To let $ k $ be a field and $ mathcal {C} $ a dg category over $ k $, It is standard to define the homotopy category $ H ^ 0 ( mathcal {C}) $ as the category that contains the same objects as $ mathcal {C} $ but morphisms between two objects $ x $ and $ y $ are defined as
$$
H ^ 0 ( mathcal {C}) (x, y): = Z ^ 0 ( mathcal {C}) (x, y) / B ^ 0 ( mathcal {C}) (x, y).
$$
We could also consider the category $ Z ^ 0 ( mathcal {C}) $ and the class $ W $ of homotopic invertible morphisms in $ Z ^ 0 ( mathcal {C}) $, Slightly more precise,
$$
W = {f in Z ^ 0 ( mathcal {C}) (x, y) text {for some} x text {and} y ~  ~ f text {is invertible in} H ^ 0 ( mathcal {C}) (x, y) }.
$$
We could locate the category $ Z ^ 0 ( mathcal {C}) $ by inverted formally $ W $ and get a category $ W ^ { 1} Z ^ 0 ( mathcal {C}) $, There is a natural bulb $ W ^ { 1} Z ^ 0 ( mathcal {C}) to H ^ 0 ( mathcal {C}) $,
My question is: is $ W ^ { 1} Z ^ 0 ( mathcal {C}) $ equivalent $ H ^ 0 ( mathcal {C}) $?

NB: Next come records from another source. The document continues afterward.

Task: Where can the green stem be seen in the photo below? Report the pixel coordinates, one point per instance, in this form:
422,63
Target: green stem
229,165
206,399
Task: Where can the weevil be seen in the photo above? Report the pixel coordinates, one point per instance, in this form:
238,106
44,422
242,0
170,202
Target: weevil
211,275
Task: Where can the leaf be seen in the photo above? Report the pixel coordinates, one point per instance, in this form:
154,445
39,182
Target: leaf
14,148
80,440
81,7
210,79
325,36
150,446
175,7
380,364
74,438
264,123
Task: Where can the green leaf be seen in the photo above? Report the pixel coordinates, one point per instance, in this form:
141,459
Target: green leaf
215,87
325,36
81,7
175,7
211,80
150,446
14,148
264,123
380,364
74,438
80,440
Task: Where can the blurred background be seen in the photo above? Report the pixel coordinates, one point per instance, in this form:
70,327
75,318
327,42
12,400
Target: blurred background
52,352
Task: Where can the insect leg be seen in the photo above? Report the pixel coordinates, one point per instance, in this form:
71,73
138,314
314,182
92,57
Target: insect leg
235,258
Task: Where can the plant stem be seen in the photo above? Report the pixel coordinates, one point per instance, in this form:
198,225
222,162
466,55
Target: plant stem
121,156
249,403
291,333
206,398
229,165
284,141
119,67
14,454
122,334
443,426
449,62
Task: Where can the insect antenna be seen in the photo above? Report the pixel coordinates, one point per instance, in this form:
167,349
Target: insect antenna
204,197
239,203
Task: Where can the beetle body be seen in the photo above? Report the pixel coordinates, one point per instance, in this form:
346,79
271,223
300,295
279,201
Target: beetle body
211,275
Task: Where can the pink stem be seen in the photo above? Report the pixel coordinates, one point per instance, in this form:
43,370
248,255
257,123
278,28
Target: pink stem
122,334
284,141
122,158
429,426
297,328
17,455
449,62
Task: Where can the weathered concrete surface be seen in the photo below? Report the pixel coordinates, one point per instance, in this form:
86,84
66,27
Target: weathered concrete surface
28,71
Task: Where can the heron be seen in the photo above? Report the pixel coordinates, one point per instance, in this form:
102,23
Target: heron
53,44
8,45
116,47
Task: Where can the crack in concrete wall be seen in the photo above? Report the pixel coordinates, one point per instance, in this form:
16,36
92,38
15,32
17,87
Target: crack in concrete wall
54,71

algebraic topology – union of spaces that are homotopic to wed the sum of the spheres.
Let X and Y be two topological spaces and both are homotopic to a wedgesum of spheres of dimension k.
Question: If X cap Y is homotopic to wed the sum of the spheres of dimension k1, then X cup Y is homotopic to a wedgesum of the spheres of dimension k. Is my statement true?
I believe that it is true, but can not put forward a proper argument.